A data hoarder claims he's downloaded all 900TB of SoundCloud
SoundCloud fans really don't want to see the streaming service go.
One user, posting on Reddit's thread for "data hoarders," claimed he's downloaded the bulk of SoundCloud's public archive, and that it's "only" 900TB.
He posted in response to reports that SoundCloud only has funding to last it 50 days, and that users should back up their favourite tracks. SoundCloud has denied those reports, saying it's "here to stay."
Posting under the name "makemakemake," the Reddit user claimed he ripped SoundCloud's files over a connection of 80Gb/s, which would have taken more than a day.
He posted a temporary 100GB log file to prove he did it, though due to the size Business Insider hasn't verified that file.
Makemakemake didn't give precise technical details, but did reference using Google's cloud computing services, rather than a home connection. SoundCloud, meanwhile, is hosted on Amazon's cloud computing platform.
Makemakemake doesn't plan to make a replica or "mirror" version of SoundCloud available to the public. He wrote: "It'd be quicker to download everything from [SoundCloud] yourself. Only have 10G to where the data is now."
It isn't clear why SoundCloud hasn't detected and blocked such activity through rate limiting. The company hasn't responded to a request for comment.
The enterprising Redditor isn't alone in trying to archive SoundCloud.
The Verge reported that The Archive Project, which tries to preserve sites that are about to shut down, will undertake a large-scale backup of SoundCloud this week.
The Archive Project backs up at-risk services with the help of volunteers running its virtual archiving appliance, ArchiveTeam Warrior.
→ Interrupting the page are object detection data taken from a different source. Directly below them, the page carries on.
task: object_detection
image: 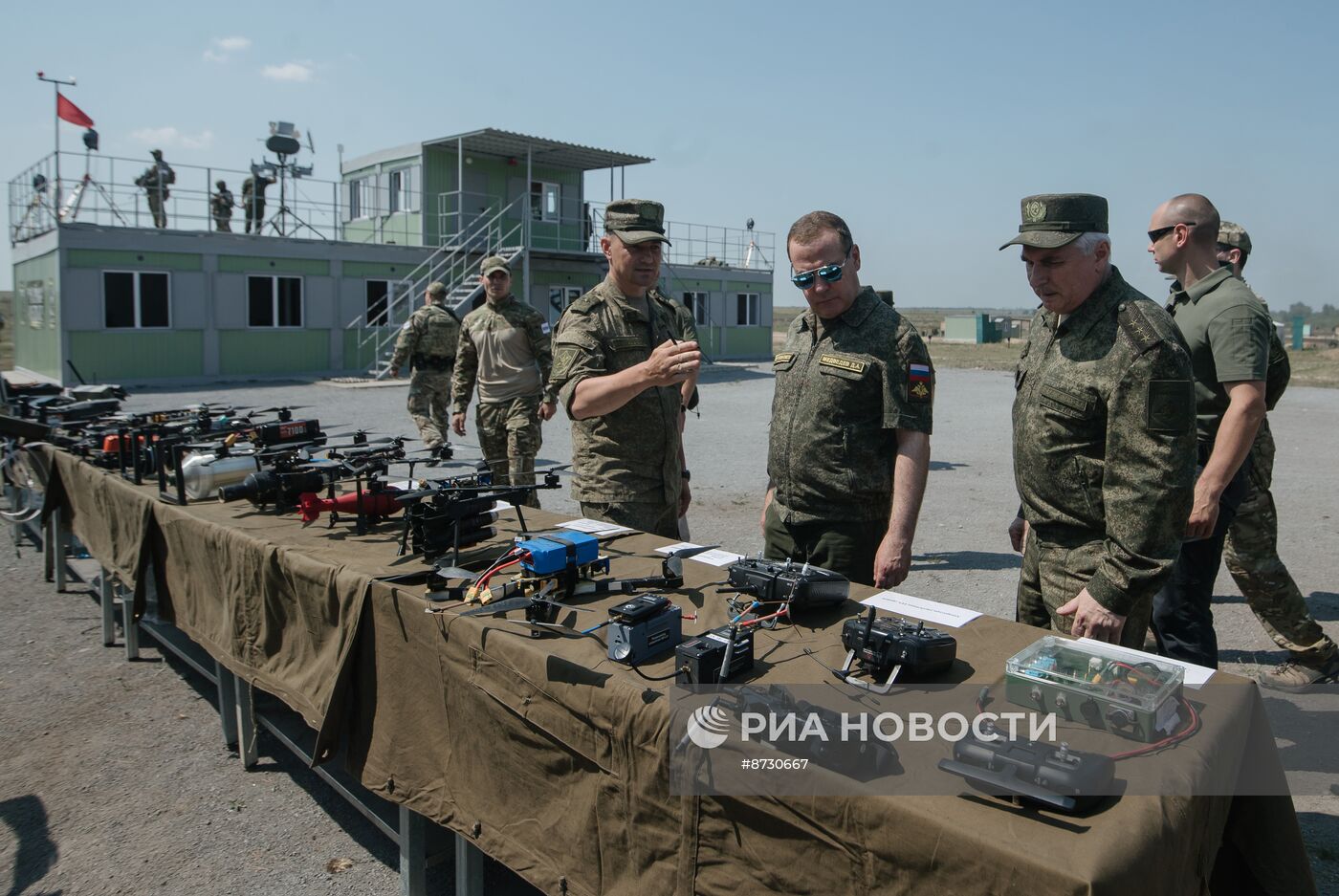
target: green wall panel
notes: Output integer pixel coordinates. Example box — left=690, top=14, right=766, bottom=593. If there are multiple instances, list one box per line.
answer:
left=66, top=250, right=204, bottom=269
left=341, top=261, right=416, bottom=280
left=70, top=330, right=205, bottom=383
left=722, top=327, right=771, bottom=358
left=218, top=330, right=331, bottom=377
left=218, top=254, right=331, bottom=277
left=7, top=251, right=63, bottom=379
left=344, top=328, right=389, bottom=371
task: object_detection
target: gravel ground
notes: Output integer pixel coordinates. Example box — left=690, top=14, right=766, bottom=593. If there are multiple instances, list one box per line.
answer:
left=0, top=364, right=1339, bottom=896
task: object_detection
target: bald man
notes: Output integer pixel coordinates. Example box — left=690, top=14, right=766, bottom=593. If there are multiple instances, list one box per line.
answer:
left=1149, top=193, right=1273, bottom=668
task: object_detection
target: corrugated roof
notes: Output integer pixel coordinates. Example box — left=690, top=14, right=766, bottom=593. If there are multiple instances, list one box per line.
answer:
left=423, top=127, right=652, bottom=171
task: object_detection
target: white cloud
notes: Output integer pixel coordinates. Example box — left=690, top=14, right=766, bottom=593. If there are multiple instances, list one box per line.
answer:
left=205, top=37, right=251, bottom=61
left=130, top=124, right=214, bottom=150
left=260, top=61, right=314, bottom=83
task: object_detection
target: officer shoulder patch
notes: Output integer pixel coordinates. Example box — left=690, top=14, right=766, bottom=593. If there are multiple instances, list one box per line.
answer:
left=1145, top=379, right=1195, bottom=432
left=550, top=345, right=579, bottom=379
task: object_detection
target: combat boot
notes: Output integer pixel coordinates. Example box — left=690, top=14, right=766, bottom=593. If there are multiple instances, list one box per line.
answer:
left=1260, top=651, right=1339, bottom=694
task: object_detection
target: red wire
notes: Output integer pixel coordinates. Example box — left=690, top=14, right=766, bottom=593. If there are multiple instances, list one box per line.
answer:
left=739, top=604, right=790, bottom=628
left=1111, top=696, right=1199, bottom=761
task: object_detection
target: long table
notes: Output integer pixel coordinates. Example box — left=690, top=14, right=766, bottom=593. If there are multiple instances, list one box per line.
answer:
left=33, top=451, right=1315, bottom=896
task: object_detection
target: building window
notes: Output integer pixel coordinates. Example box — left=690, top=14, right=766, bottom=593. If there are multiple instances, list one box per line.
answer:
left=731, top=292, right=762, bottom=327
left=683, top=292, right=711, bottom=327
left=101, top=271, right=171, bottom=330
left=549, top=287, right=585, bottom=324
left=530, top=181, right=562, bottom=221
left=385, top=164, right=419, bottom=213
left=247, top=277, right=302, bottom=327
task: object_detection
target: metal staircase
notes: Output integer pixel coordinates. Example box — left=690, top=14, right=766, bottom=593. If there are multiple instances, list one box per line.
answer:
left=345, top=193, right=530, bottom=379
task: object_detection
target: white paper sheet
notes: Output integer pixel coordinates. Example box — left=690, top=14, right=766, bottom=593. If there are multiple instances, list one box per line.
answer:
left=559, top=517, right=632, bottom=538
left=860, top=591, right=980, bottom=628
left=656, top=541, right=744, bottom=566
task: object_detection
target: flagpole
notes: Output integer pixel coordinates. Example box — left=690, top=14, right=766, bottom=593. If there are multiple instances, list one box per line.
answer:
left=37, top=71, right=75, bottom=215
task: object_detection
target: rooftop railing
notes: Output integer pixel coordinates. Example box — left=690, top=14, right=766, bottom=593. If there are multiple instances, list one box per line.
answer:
left=8, top=151, right=776, bottom=271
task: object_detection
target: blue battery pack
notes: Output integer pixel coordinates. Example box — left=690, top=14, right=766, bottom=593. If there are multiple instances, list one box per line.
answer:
left=516, top=529, right=600, bottom=576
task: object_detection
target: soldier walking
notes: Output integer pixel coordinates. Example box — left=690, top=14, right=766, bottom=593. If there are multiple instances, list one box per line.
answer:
left=1000, top=193, right=1195, bottom=648
left=391, top=281, right=461, bottom=459
left=242, top=174, right=274, bottom=233
left=135, top=150, right=177, bottom=228
left=451, top=256, right=557, bottom=508
left=1218, top=221, right=1339, bottom=691
left=209, top=181, right=237, bottom=233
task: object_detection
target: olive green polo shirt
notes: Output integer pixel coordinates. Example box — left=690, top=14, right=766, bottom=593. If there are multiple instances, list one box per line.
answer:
left=1168, top=268, right=1273, bottom=442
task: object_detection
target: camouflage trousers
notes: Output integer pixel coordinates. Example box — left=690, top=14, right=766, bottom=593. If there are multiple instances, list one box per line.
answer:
left=580, top=501, right=679, bottom=541
left=1015, top=531, right=1152, bottom=649
left=407, top=370, right=451, bottom=448
left=1222, top=421, right=1335, bottom=663
left=147, top=190, right=167, bottom=228
left=474, top=395, right=543, bottom=508
left=244, top=200, right=265, bottom=233
left=762, top=501, right=887, bottom=585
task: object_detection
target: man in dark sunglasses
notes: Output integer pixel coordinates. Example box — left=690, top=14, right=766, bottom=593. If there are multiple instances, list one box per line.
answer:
left=1000, top=193, right=1195, bottom=648
left=549, top=200, right=702, bottom=538
left=1149, top=193, right=1273, bottom=667
left=762, top=211, right=934, bottom=588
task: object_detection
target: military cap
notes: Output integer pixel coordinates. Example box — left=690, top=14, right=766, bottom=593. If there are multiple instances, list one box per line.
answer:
left=1218, top=221, right=1251, bottom=254
left=604, top=200, right=670, bottom=247
left=479, top=254, right=512, bottom=277
left=1000, top=193, right=1108, bottom=250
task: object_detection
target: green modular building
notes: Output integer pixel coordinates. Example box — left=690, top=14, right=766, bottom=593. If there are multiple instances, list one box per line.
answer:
left=7, top=128, right=774, bottom=383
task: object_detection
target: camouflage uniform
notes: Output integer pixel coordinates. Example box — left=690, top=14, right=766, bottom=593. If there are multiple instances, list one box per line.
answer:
left=549, top=278, right=697, bottom=538
left=1218, top=232, right=1339, bottom=669
left=764, top=287, right=933, bottom=584
left=135, top=150, right=177, bottom=228
left=1014, top=265, right=1195, bottom=648
left=242, top=177, right=274, bottom=233
left=391, top=291, right=461, bottom=450
left=209, top=181, right=237, bottom=233
left=451, top=290, right=556, bottom=508
left=1000, top=193, right=1195, bottom=648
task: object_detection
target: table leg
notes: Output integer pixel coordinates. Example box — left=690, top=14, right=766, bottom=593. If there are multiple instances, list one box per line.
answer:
left=98, top=566, right=117, bottom=646
left=233, top=681, right=260, bottom=769
left=214, top=660, right=237, bottom=746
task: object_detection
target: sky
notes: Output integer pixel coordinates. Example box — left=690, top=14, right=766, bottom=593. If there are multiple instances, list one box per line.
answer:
left=0, top=0, right=1339, bottom=310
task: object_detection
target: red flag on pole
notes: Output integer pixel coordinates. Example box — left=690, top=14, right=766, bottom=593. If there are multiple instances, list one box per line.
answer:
left=56, top=91, right=93, bottom=127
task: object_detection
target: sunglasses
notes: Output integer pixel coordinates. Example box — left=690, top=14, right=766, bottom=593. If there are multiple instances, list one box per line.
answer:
left=1149, top=221, right=1196, bottom=243
left=790, top=251, right=850, bottom=290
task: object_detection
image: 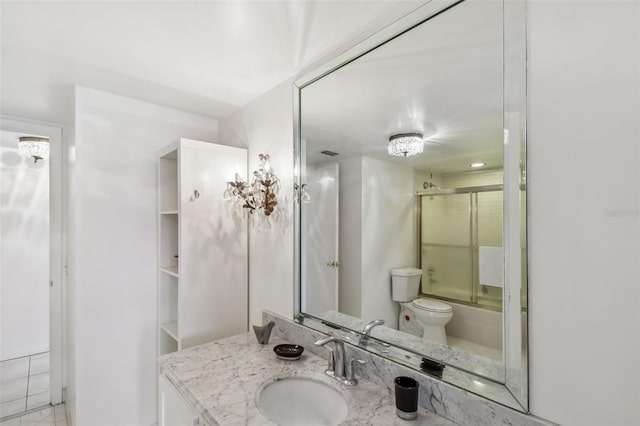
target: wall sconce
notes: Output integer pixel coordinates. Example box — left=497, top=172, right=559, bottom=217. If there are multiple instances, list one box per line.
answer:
left=223, top=154, right=280, bottom=216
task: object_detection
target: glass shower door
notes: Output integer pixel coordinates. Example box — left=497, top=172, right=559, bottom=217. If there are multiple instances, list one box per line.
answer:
left=420, top=194, right=473, bottom=302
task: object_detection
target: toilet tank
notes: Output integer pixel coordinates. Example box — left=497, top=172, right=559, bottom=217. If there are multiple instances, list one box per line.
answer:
left=391, top=268, right=422, bottom=302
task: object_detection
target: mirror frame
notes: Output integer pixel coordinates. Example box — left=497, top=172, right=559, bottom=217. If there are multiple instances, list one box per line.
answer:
left=293, top=0, right=530, bottom=413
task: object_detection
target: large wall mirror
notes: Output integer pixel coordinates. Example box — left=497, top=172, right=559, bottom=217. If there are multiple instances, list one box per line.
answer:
left=295, top=0, right=528, bottom=411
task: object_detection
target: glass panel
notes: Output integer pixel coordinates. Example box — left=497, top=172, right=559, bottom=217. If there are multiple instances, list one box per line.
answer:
left=422, top=244, right=472, bottom=302
left=422, top=194, right=470, bottom=246
left=475, top=191, right=504, bottom=310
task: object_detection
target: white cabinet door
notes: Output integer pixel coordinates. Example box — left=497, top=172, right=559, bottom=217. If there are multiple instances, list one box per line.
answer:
left=158, top=375, right=200, bottom=426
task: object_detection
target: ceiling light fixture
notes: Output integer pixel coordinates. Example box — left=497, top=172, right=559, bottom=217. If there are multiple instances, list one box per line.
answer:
left=18, top=136, right=49, bottom=164
left=388, top=133, right=424, bottom=157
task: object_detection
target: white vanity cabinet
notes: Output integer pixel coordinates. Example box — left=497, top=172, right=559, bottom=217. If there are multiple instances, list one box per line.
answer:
left=158, top=374, right=203, bottom=426
left=158, top=139, right=248, bottom=355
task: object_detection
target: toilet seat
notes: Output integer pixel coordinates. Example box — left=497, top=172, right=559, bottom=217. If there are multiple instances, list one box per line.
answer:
left=411, top=298, right=453, bottom=313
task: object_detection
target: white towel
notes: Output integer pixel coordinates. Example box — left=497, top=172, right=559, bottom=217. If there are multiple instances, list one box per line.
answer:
left=478, top=246, right=504, bottom=287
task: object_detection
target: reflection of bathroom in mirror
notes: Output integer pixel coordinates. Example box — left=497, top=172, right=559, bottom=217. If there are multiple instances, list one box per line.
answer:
left=299, top=0, right=527, bottom=412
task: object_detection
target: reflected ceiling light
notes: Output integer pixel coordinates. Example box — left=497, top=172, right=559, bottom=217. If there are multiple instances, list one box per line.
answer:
left=388, top=133, right=424, bottom=157
left=18, top=136, right=49, bottom=164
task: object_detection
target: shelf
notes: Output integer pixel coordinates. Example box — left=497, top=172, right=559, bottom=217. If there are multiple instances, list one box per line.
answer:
left=160, top=321, right=178, bottom=342
left=160, top=265, right=179, bottom=278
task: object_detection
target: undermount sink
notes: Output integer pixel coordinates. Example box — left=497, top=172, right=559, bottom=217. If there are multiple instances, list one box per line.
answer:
left=256, top=377, right=349, bottom=426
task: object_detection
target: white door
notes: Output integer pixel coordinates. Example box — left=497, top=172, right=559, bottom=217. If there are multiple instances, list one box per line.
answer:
left=0, top=117, right=63, bottom=406
left=302, top=164, right=340, bottom=314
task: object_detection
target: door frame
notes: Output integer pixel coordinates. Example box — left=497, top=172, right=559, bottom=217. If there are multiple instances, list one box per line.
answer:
left=0, top=115, right=66, bottom=405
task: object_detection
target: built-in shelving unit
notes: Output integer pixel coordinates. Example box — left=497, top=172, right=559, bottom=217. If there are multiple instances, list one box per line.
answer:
left=158, top=139, right=248, bottom=355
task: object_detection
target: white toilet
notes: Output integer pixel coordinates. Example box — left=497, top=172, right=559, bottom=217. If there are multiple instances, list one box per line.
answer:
left=391, top=268, right=453, bottom=345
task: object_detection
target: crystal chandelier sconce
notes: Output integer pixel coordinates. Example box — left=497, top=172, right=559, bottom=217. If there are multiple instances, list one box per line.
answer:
left=388, top=133, right=424, bottom=157
left=18, top=136, right=49, bottom=164
left=223, top=154, right=280, bottom=216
Volunteers give up some bandwidth and disk space to help scrape those sites. Other defunct sites preserved by the project include GeoCities, TwitPic, and Google Video.
The project only backs up sites it thinks are at risk of shutting down. SoundCloud this month cut 40% of its staff, and earlier this year it warned it might run out of cash. CEO Alex Ljung has batted off reports the company's about to shut down.
But ArchiveTeam cited the layoffs, cashflow issues, and an earlier legal case involving unpaid royalties as good reasons to preserve the site.
So far, it said, "rate limiting has not had an effect" on its efforts to grab SoundCloud's API data.